- Research
ACJ in Action: What Recent (2025) Research Reveals About Reliable Writing Assessment

Recent research (Gurel et.al 2025) dives into how adaptive comparative judgement (ACJ) performs when used to assess writing—and confirms that this approach is both robust and practical for organisations looking for fairer, more insightful assessment methods. What’s really important about these findings, and how do they connect to using ACJ tools like RM Compare?
How Did the Study Work?
The researchers wanted to see how reliable ACJ is, not just under perfect conditions, but across a range of real-world scenarios:
- Simulations with different group sizes: They created test situations involving 250, 500, and 1000 scripts, simulating how ACJ would operate from a small class to a large cohort.
- Testing when to stop: In these simulations, they experimented with doing more or fewer rounds of judging, exploring whether requiring more comparisons would make the results even more dependable.
- A real-world classroom test: Finally, they brought ACJ into the classroom, having 50 actual student writing samples judged both by ACJ and by experts using traditional mark schemes. This allowed for a direct comparison between the two approaches.
What Did They Find?
- Reliable results every time: No matter the group size or the number of rounds, ACJ consistently delivered high reliability in ranking student work.
- Higher effort means higher confidence—but it’s flexible: Doing more rounds of judging boosted reliability a little further, but the researchers noted that, in practice, it’s up to educators to decide when the results feel “good enough.” The study confirmed that ACJ aligns well with traditional expert judgements, so there’s no worry about missing the mark.
- User control, not rigid automation: Unlike some research systems that automatically stop once a statistical goal is hit, ACJ platforms like RM Compare don’t impose a one-size-fits-all stopping rule. Instead, users get clear feedback after each round (reliability scores and confidence intervals), letting teachers and leaders decide how much judging is right for their unique context.
Why Does This Matter?
- Fairness and trust: ACJ produces results that assessors can trust, and candidates can understand. The rankings are robust even if judging conditions vary.

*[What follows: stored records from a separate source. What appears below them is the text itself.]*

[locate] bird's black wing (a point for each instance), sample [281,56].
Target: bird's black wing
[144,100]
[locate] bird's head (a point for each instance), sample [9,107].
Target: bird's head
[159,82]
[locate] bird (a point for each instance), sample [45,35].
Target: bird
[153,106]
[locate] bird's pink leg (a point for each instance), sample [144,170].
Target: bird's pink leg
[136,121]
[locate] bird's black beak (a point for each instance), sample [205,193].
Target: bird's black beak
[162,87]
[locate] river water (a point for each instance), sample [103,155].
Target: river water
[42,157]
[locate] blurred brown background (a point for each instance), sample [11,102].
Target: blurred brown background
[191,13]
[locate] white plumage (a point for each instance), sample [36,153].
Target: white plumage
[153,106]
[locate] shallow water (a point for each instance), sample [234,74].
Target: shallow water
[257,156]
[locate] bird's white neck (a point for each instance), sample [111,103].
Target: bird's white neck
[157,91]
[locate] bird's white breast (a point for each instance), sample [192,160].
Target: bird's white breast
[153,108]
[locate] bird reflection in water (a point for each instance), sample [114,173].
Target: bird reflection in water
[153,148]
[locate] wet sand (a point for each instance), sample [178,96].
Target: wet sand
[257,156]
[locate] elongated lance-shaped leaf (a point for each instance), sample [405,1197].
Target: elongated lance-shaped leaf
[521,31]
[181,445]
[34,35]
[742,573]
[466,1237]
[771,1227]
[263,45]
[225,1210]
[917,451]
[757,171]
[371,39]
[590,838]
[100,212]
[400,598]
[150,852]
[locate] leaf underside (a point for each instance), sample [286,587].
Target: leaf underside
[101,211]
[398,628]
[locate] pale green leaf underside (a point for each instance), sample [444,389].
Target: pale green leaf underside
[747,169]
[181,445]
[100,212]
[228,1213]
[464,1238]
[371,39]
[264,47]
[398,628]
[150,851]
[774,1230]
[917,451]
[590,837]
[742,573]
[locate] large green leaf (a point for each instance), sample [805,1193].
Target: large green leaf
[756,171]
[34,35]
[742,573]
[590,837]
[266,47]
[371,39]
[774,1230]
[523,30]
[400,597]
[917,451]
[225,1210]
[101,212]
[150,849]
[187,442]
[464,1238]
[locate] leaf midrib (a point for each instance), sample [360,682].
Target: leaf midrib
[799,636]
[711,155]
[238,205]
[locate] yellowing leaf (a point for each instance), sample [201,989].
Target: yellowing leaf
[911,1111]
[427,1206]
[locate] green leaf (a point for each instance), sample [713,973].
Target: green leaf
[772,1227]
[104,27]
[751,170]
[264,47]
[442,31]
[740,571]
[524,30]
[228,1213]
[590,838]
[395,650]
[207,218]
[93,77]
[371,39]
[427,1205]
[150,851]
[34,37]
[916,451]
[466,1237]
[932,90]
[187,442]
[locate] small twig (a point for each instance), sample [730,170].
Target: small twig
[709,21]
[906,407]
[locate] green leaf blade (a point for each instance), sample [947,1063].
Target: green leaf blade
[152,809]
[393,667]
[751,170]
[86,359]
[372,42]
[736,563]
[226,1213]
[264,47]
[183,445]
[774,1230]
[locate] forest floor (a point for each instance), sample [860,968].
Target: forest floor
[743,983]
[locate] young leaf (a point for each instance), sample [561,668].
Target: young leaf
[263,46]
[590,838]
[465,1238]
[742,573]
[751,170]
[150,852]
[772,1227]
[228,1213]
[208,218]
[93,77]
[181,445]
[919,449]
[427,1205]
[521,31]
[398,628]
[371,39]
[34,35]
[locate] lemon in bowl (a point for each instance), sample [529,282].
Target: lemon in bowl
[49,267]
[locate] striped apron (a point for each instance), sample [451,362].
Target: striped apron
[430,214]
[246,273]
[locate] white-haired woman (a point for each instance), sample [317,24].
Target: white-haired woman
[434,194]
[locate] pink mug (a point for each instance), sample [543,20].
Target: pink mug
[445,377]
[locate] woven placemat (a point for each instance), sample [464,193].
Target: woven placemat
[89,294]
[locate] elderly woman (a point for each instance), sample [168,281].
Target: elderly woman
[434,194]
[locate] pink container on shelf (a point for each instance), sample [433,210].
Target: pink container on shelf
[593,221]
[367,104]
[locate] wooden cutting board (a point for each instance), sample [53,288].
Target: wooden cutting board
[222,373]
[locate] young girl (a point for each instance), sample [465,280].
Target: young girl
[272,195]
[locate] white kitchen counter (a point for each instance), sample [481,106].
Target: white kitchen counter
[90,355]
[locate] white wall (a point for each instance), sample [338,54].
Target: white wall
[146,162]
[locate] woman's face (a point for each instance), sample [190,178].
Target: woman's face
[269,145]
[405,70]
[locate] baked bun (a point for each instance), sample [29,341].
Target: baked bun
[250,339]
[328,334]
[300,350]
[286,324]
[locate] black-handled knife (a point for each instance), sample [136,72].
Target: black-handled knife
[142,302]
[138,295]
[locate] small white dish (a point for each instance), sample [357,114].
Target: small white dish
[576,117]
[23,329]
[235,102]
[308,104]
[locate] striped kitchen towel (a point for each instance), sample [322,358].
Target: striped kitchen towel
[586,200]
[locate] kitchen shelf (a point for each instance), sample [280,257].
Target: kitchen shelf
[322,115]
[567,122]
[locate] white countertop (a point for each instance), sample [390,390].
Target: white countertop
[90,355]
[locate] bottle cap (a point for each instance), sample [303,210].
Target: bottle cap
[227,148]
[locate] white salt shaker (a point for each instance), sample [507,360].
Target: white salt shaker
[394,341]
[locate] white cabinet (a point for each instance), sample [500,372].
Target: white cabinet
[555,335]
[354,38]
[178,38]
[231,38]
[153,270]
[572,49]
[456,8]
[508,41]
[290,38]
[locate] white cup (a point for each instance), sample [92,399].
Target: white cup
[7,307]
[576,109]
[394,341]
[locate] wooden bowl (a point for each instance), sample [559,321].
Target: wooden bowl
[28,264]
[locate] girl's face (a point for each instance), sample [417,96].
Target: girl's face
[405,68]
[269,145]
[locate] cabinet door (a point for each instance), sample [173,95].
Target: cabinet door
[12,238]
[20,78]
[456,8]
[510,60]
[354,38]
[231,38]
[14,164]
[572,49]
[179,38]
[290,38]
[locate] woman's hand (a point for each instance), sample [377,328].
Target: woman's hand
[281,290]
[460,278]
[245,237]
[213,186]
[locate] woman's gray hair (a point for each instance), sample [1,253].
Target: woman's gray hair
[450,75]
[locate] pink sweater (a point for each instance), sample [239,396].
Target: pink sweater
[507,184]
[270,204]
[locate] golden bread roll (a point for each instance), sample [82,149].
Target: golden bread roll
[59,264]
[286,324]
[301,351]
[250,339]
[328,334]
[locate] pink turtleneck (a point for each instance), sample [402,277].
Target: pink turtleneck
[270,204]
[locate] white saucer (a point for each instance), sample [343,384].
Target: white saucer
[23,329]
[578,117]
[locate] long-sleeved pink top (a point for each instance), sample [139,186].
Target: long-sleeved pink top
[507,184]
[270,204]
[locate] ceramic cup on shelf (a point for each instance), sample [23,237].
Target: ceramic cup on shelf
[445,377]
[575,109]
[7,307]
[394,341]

- Transparency and empowerment: RM Compare and similar platforms put data in assessors’ hands—reliability and confidence updates are always visible, supporting informed decisions about when to finish judging.
- Alignment with good assessment practice: The study shows ACJ is not just an experimental technique—it matches up with established ways of judging, while removing much of the subjectivity risk and workload headaches.
Conclusion
This research, and ACJ itself, show how new technology can bring transparency, flexibility, and genuine professional control to the assessment process. It’s about keeping educators in charge, giving clear evidence for decisions, and supporting the fairest possible outcomes for learners—all without getting lost in complexity or statistics.